The Open Data Institute defines OD as information that can be used by anyone for any purpose and at no cost. OD is information that is available electronically and in a machine-readable format such as Extensible Markup Language (XML), Comma-Separated Values (CSV) and dataset. In most cases, OD is made available through the Internet and is free to be used and re-used without any copyright restriction. This is made possible through the use of license agreements that allow individuals to openly use and re-use data. For effective re-use and whenever possible, OD should be time stamped, available and accessible in an open format using a non-proprietary or open source software, accompanied by useful metadata and geospatial information, which provides innovative and interactive opportunities to aggregate data with maps.
As part of the efforts for driving innovation and economic opportunities, the Government of Canada (GC) launched their online Open Data Portal in March 2011 to centralize freely available data. In April 2012 the GC joined the International Open Government Partnership (OGP) and endorsed the core principles of the multilateral initiative for Open Government Data (OGD). Today the TBS is responsible for the governance, including guidelines and policies, applicable to data, and since its launch the portal has increased its federal department participation and available datasets. The GC is expanding its Open Government initiatives along three main streams: Open Information for the release of information on government activities, Open Data for making information available in a machine-readable format, and Open Dialogue which gives citizens the opportunity to dialogue with its government about policies and priorities. In addition, TB is working on the release of a new and common Open Government Licence for OD and developing a new Directive on Open Government.

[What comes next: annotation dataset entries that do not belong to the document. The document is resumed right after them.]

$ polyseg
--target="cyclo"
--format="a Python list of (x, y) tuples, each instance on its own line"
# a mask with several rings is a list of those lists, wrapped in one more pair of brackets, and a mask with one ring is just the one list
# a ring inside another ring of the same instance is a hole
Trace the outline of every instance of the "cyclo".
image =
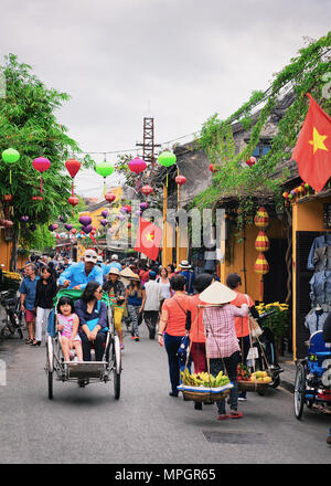
[[(53, 399), (53, 378), (65, 382), (77, 382), (81, 388), (84, 388), (88, 383), (99, 383), (104, 381), (107, 383), (113, 374), (114, 380), (114, 394), (118, 400), (120, 397), (120, 373), (121, 373), (121, 360), (120, 360), (120, 347), (118, 336), (115, 334), (111, 303), (106, 293), (103, 294), (102, 300), (107, 305), (107, 338), (105, 344), (105, 352), (102, 361), (77, 361), (75, 351), (71, 350), (71, 360), (64, 361), (61, 334), (55, 330), (54, 323), (56, 321), (56, 307), (58, 299), (63, 296), (71, 297), (74, 302), (82, 296), (82, 290), (68, 290), (61, 289), (54, 298), (54, 319), (53, 326), (50, 326), (49, 321), (49, 336), (46, 339), (46, 366), (45, 371), (47, 376), (49, 385), (49, 399)], [(53, 329), (52, 329), (53, 328)], [(52, 332), (53, 330), (53, 332)], [(51, 335), (50, 335), (51, 334)], [(94, 358), (94, 349), (92, 349), (92, 356)]]

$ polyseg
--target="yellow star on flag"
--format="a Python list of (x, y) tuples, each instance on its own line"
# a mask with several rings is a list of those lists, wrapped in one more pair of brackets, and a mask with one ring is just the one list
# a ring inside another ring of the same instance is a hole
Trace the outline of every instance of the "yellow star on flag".
[(321, 150), (328, 150), (328, 148), (324, 145), (324, 140), (328, 138), (328, 135), (321, 135), (318, 133), (317, 128), (313, 127), (312, 129), (312, 140), (309, 140), (308, 144), (313, 146), (313, 155), (318, 149)]

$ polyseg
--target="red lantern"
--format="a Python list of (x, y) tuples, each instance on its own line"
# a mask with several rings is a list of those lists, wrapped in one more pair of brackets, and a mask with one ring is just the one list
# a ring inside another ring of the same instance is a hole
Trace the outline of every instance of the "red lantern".
[[(50, 169), (51, 162), (45, 157), (38, 157), (36, 159), (33, 160), (32, 166), (40, 173), (43, 173), (45, 170)], [(43, 177), (42, 176), (41, 176), (41, 181), (40, 181), (40, 192), (43, 192)]]
[(81, 169), (81, 162), (76, 159), (70, 159), (65, 162), (66, 170), (72, 177), (72, 196), (74, 196), (74, 177)]
[(174, 181), (178, 186), (183, 186), (186, 182), (186, 178), (184, 176), (177, 176)]
[(71, 196), (70, 199), (67, 200), (70, 204), (72, 204), (72, 207), (74, 208), (75, 205), (78, 204), (79, 202), (79, 198), (77, 198), (77, 196)]
[(142, 194), (145, 194), (145, 196), (149, 196), (149, 194), (151, 194), (152, 192), (153, 192), (153, 188), (151, 188), (150, 186), (142, 186), (142, 188), (141, 188), (141, 192), (142, 192)]
[(252, 167), (256, 163), (256, 158), (255, 157), (249, 157), (248, 160), (246, 160), (247, 166)]
[(113, 192), (106, 192), (105, 199), (106, 199), (106, 201), (108, 201), (111, 204), (111, 202), (115, 201), (116, 196)]

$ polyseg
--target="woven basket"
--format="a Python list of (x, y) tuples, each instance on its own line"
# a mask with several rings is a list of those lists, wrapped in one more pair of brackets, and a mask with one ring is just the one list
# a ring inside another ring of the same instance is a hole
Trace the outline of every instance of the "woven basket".
[(258, 391), (268, 388), (269, 383), (260, 381), (237, 381), (239, 391)]
[(193, 400), (194, 402), (217, 402), (228, 395), (231, 389), (224, 390), (220, 393), (207, 393), (199, 391), (182, 390), (182, 393), (186, 400)]

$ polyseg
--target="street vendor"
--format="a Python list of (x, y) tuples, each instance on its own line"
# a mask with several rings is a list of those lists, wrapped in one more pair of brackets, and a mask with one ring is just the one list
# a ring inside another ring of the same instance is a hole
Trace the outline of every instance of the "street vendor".
[(68, 289), (84, 289), (89, 282), (103, 285), (103, 271), (97, 265), (98, 255), (94, 250), (86, 250), (83, 262), (65, 270), (58, 278), (58, 285)]

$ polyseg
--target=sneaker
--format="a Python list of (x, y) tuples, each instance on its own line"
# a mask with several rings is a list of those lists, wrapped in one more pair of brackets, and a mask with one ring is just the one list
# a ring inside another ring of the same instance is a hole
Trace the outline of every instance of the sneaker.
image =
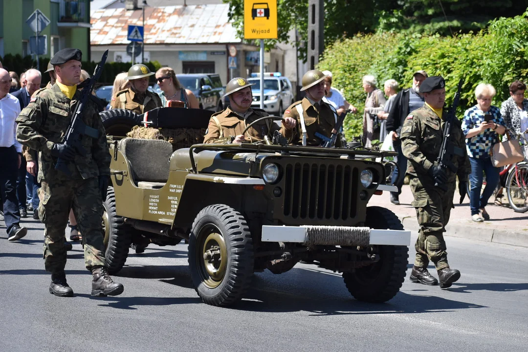
[(400, 205), (400, 199), (399, 199), (398, 195), (397, 194), (394, 195), (391, 193), (391, 203), (394, 205)]
[(14, 225), (11, 227), (11, 230), (7, 233), (8, 240), (11, 241), (20, 240), (27, 234), (27, 229), (21, 227), (18, 225)]
[(94, 267), (92, 269), (92, 296), (105, 297), (118, 296), (123, 293), (124, 288), (120, 283), (114, 282), (108, 275), (106, 268)]

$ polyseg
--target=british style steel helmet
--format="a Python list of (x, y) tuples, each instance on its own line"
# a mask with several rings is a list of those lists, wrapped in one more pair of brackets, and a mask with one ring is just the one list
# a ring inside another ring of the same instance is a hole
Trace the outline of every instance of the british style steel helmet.
[(236, 77), (230, 81), (228, 85), (225, 86), (225, 94), (224, 94), (224, 97), (227, 97), (230, 94), (232, 94), (241, 89), (247, 88), (248, 87), (254, 85), (254, 83), (249, 83), (249, 81), (245, 78)]
[(125, 79), (137, 80), (138, 78), (152, 76), (154, 74), (154, 72), (151, 72), (148, 68), (143, 64), (137, 63), (128, 70), (128, 75)]
[(301, 91), (315, 85), (325, 78), (326, 75), (318, 70), (310, 70), (303, 76), (303, 88), (300, 89)]

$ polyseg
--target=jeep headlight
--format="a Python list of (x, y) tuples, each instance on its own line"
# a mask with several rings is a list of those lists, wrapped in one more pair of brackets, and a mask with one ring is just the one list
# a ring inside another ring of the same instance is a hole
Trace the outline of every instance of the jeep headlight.
[(369, 186), (372, 184), (373, 178), (374, 176), (372, 175), (372, 172), (369, 169), (363, 170), (361, 172), (361, 174), (360, 175), (360, 179), (361, 180), (361, 184), (365, 188), (369, 188)]
[(262, 178), (266, 183), (275, 183), (279, 179), (279, 167), (276, 164), (268, 164), (262, 169)]

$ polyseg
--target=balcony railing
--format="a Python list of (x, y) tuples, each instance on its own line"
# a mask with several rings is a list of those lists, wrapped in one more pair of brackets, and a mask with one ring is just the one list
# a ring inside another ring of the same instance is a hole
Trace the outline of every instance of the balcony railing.
[(59, 22), (90, 23), (89, 5), (89, 0), (60, 0)]

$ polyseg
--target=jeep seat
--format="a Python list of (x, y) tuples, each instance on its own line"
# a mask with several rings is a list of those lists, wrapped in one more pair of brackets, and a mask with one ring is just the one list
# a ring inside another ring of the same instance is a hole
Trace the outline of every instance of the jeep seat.
[(131, 177), (141, 188), (161, 188), (167, 182), (172, 145), (165, 140), (124, 138), (121, 152), (128, 160)]

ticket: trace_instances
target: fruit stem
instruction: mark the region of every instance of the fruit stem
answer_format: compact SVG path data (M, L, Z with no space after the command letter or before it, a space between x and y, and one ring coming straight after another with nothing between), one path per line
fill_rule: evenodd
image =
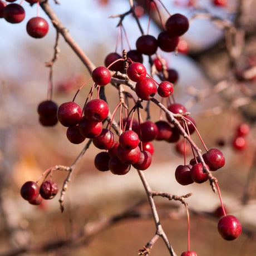
M226 216L226 211L225 210L224 205L223 205L223 203L222 202L222 198L221 198L221 195L220 194L220 189L219 188L219 185L218 185L218 183L216 182L214 182L216 188L217 188L217 190L218 190L218 193L219 194L219 197L220 198L220 205L221 206L222 210L223 211L223 215L224 216Z

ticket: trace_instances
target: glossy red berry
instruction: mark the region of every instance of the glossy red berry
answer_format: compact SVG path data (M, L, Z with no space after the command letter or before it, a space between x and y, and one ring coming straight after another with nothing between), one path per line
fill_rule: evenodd
M52 180L46 180L40 187L40 195L44 199L52 199L58 191L58 185Z
M110 149L115 142L113 132L110 130L103 129L101 134L92 140L94 145L100 149Z
M103 100L92 100L85 106L83 114L87 119L95 122L101 122L109 114L109 106L107 102Z
M244 150L247 147L247 140L244 137L235 137L232 141L232 145L236 150Z
M39 115L46 118L56 116L57 110L58 105L51 100L42 101L37 107Z
M227 3L228 0L213 0L213 4L218 6L225 7Z
M142 150L140 152L138 161L134 164L132 166L137 170L144 171L150 166L152 156L151 154L149 151Z
M198 254L193 250L187 250L186 252L183 252L180 256L198 256Z
M77 125L82 117L80 106L73 101L62 103L57 112L58 121L64 126L73 126Z
M134 149L136 147L140 140L138 135L132 130L125 131L119 137L119 144L126 149Z
M167 70L168 76L165 77L167 81L172 83L175 83L179 79L179 73L173 68Z
M170 36L166 31L161 32L157 37L157 45L164 52L173 52L179 43L178 36Z
M248 124L240 124L237 127L237 134L238 136L245 137L250 133L250 126Z
M131 168L130 165L121 162L116 155L110 157L109 161L109 167L112 173L117 175L126 174Z
M27 181L21 188L21 195L27 201L36 200L39 195L39 186L34 181Z
M127 75L131 80L137 82L145 79L147 71L141 63L134 62L128 67Z
M157 50L157 40L150 35L141 36L137 40L136 47L141 53L152 55Z
M180 13L171 15L165 23L165 28L170 36L180 36L189 29L188 18Z
M157 135L155 138L156 140L168 140L173 133L171 126L166 121L160 120L155 122L157 127Z
M33 205L39 205L42 201L43 198L41 196L40 194L39 194L36 199L32 200L31 201L28 201L28 203L30 204L32 204Z
M104 62L106 67L109 67L111 64L116 60L122 58L122 56L116 52L111 52L109 53L105 58ZM124 61L120 60L111 65L109 69L114 71L124 71Z
M127 57L134 62L143 63L142 55L136 50L131 50L127 52Z
M173 92L173 84L168 81L164 81L160 83L157 88L158 94L164 98L171 95Z
M242 225L236 217L233 215L227 215L219 220L218 230L225 240L230 241L237 239L240 235Z
M25 18L25 11L22 6L17 3L11 3L3 9L3 17L8 22L18 23Z
M68 140L73 144L80 144L85 140L85 137L81 134L77 125L69 127L66 135Z
M92 77L94 82L101 86L107 85L111 80L111 74L105 67L96 67L92 71Z
M225 157L218 149L210 149L203 155L205 164L211 171L216 171L225 164Z
M156 58L154 60L154 63L156 67L156 70L159 72L163 71L164 70L167 70L167 61L164 58Z
M119 159L124 164L134 164L140 159L140 149L138 146L133 149L126 149L119 145L116 153Z
M194 181L191 178L189 165L179 165L175 170L175 179L178 183L181 185L186 185L193 183Z
M3 18L3 9L7 4L6 2L0 1L0 18Z
M27 32L34 38L41 38L48 32L48 22L41 17L31 18L27 23Z
M194 165L190 170L191 178L196 183L203 183L208 179L206 173L204 173L201 163Z
M110 159L110 156L107 152L100 152L94 159L94 165L99 171L108 171L109 170L109 162Z
M144 100L151 100L156 93L157 87L152 79L146 77L137 82L135 86L135 92L137 96Z
M146 121L140 125L141 141L152 141L157 136L158 129L156 125L152 121Z
M94 139L100 135L102 130L102 123L95 122L83 116L78 123L79 131L86 138Z
M142 142L142 150L149 151L151 156L154 155L155 152L153 144L149 141Z

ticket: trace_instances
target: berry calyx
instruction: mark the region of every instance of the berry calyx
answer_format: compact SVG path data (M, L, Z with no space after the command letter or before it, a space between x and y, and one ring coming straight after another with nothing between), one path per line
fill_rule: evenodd
M152 55L157 50L157 41L152 36L146 35L141 36L136 42L137 50L142 54Z
M27 181L21 188L21 195L27 201L33 201L39 195L39 186L34 181Z
M175 179L181 185L186 185L194 183L191 178L190 165L179 165L175 170Z
M147 71L141 63L134 62L128 67L127 75L131 80L137 82L143 80L146 77Z
M173 84L168 81L164 81L160 83L157 88L158 94L164 98L171 95L173 92Z
M216 171L225 164L225 157L218 149L210 149L203 155L205 164L211 171Z
M58 185L52 180L46 180L40 187L40 195L44 199L52 199L58 191Z
M31 18L27 23L27 32L34 38L42 38L48 32L48 22L41 17Z
M88 101L83 110L85 116L88 120L95 122L102 121L109 114L107 102L100 99Z
M21 5L11 3L4 7L3 15L8 22L18 23L24 19L25 11Z
M119 137L119 144L124 149L135 149L138 146L139 141L138 135L131 130L125 131Z
M107 85L111 80L111 74L110 71L105 67L96 67L92 71L92 77L94 82L100 86Z
M223 238L231 241L240 235L242 225L238 219L234 216L226 215L219 220L218 230Z
M189 29L188 18L180 13L171 15L165 23L165 28L170 36L180 36Z
M146 77L138 82L135 86L137 96L144 100L151 100L156 93L157 87L155 82L149 77Z

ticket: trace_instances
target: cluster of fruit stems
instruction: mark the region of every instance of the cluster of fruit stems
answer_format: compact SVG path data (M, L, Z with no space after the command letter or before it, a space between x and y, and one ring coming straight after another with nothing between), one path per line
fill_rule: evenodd
M130 11L129 11L129 12L127 12L124 14L122 14L122 16L120 16L120 17L121 17L121 19L123 19L125 15L127 15L130 13L131 12L132 12L135 18L135 19L137 22L137 23L138 24L139 27L142 34L143 35L143 31L142 29L140 23L139 22L139 19L136 13L134 12L134 4L133 0L129 0L129 2L130 4L130 7L131 7ZM40 3L40 6L42 7L42 8L43 9L43 11L45 12L46 14L48 15L49 18L52 21L53 25L56 29L56 31L57 31L56 42L55 46L54 56L52 61L47 64L47 66L50 67L50 85L48 86L47 97L48 97L49 98L51 98L51 95L52 95L52 92L51 92L52 88L51 87L52 86L52 65L53 64L55 61L57 60L57 55L58 54L58 52L59 52L58 45L58 40L59 40L60 34L61 34L67 43L68 43L68 45L72 48L74 52L76 53L76 55L78 56L80 59L82 61L83 64L86 66L88 70L91 73L95 69L95 66L93 64L93 63L90 61L89 58L86 55L86 54L80 48L80 47L77 44L77 43L73 40L71 35L69 34L67 29L63 26L61 22L60 21L58 17L57 16L55 12L53 11L53 9L51 8L51 6L49 5L48 2L46 1L46 2ZM124 85L129 86L132 90L134 90L134 85L132 83L130 82L130 80L129 80L129 78L121 72L114 72L114 74L112 74L112 75L114 75L114 76L112 76L112 78L111 79L111 83L114 85L124 84ZM119 87L120 88L120 86L119 86ZM103 97L105 99L104 90L101 90L100 92L101 92L101 95L100 95L101 97ZM185 130L186 130L185 127L183 127L183 126L180 124L180 122L176 119L177 118L180 118L180 119L183 119L183 120L184 120L185 117L184 116L184 115L181 115L180 114L173 114L172 112L169 111L165 107L164 105L161 104L155 98L153 98L152 99L151 99L151 101L153 102L154 104L155 104L160 109L161 109L164 112L165 112L169 116L171 122L176 127L179 129L180 132L183 135L184 139L186 139L189 141L189 142L192 148L195 150L196 154L199 156L199 159L202 163L204 171L205 171L208 174L208 178L210 181L213 190L214 190L214 192L216 192L216 188L215 188L215 186L216 186L217 187L217 190L219 193L220 192L219 192L219 188L217 184L217 180L212 175L211 173L210 173L210 171L209 170L207 166L206 166L204 163L204 159L203 159L200 149L199 149L199 148L197 146L197 145L193 141L193 140L191 139L189 135L187 134ZM109 118L110 118L110 116L109 116ZM115 127L115 125L114 126ZM115 127L116 127L116 126ZM46 176L47 176L49 174L51 174L51 175L53 171L57 171L57 170L64 170L64 171L67 171L68 172L68 174L67 175L67 177L63 182L62 189L61 192L61 196L59 200L59 201L61 204L61 209L62 211L64 210L64 206L63 206L64 196L65 196L66 191L67 190L68 184L71 180L72 171L73 169L75 168L77 163L79 162L79 161L81 160L82 156L85 153L87 149L89 147L91 143L91 141L92 141L92 140L89 140L87 143L86 144L85 147L83 149L83 150L80 152L79 155L77 156L77 157L76 159L76 160L74 161L74 162L72 163L72 164L70 166L64 166L62 165L57 165L57 166L52 167L46 170L42 175L42 176L44 176L45 174L46 175ZM145 250L146 250L146 251L144 251L144 250L141 250L140 252L141 255L142 255L143 254L145 254L145 253L146 253L147 252L147 250L151 249L152 245L155 243L155 242L158 239L159 237L161 237L162 239L164 240L164 242L165 243L165 244L166 245L167 248L168 248L170 253L170 254L172 255L176 255L175 253L174 252L172 248L171 244L170 244L170 242L169 242L166 236L165 233L163 230L162 227L160 224L159 215L158 215L158 213L156 210L156 206L155 206L155 203L153 199L153 197L154 196L161 196L162 197L168 198L169 200L170 200L171 199L173 199L175 200L178 200L185 205L186 212L188 214L187 216L188 216L188 224L189 224L188 225L188 237L188 237L188 250L189 250L189 215L188 214L188 205L187 205L187 204L185 203L184 199L186 197L188 197L189 196L191 195L189 194L189 195L186 195L185 196L182 196L180 197L178 197L178 196L175 197L168 193L163 193L161 192L153 191L150 188L149 184L148 184L143 172L140 170L137 170L137 172L141 180L141 181L143 184L145 191L146 192L147 198L148 198L149 204L151 206L152 214L154 219L155 220L156 227L156 232L155 235L150 240L150 242L147 243L146 247L145 247ZM222 205L222 202L221 203Z

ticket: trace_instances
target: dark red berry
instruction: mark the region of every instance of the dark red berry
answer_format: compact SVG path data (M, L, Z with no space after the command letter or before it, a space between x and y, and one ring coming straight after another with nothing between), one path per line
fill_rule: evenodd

Today’s modern technology is providing users’ newfound flexibility to access more information than ever before. Through efforts such as those undertaken by the GC, it is evident that the proliferation of content available on the Internet is empowering citizens and is changing governments. Open Government is part of an effort to use these technologies to make government more open and accessible.
Challenges surrounding the dissemination and release of OD can sometimes prevent or limit its benefits. Publishing OD may involve a number of labour- and time-intensive tasks, such as changing data formats, making sure that information is up-to-date, aligning datasets with existing licenses and meeting criteria for releasing information that could be sensitive. Despite these possible obstacles, the process of publishing data is critical for governments because it is the first step to engaging users and demonstrating transparency. In addition, it can foster internal changes to organizations, such as the implementation of new standards and technologies, and/or changes to organizational and cultural behaviors. It also begins the interactive process needed to validate and achieve a level of quality data.
The success of OD is dependent on the quality of the information. In order to assure that OD is of high quality, related information must be made available. Metadata about the datasets can provide users with information about the data and allow for ease of use by improving public understanding and incorporating other information, such as geographical information.
This paper will focus on examining the benefits and challenges of publishing OD for government organizations. It will attempt to identify advantages of OD published from the GC Open Data Portal. It is presumed that open and accessible data offers multiple benefits, including improved openness and accountability, as well as an increase in innovation and economic growth. This paper aims to help public organizations make sound and informed decisions for extending their OD initiatives by determining the social, economic and environmental benefits of shared data from public organizations, thereby creating a more cost-effective, transparent, efficient and responsive government.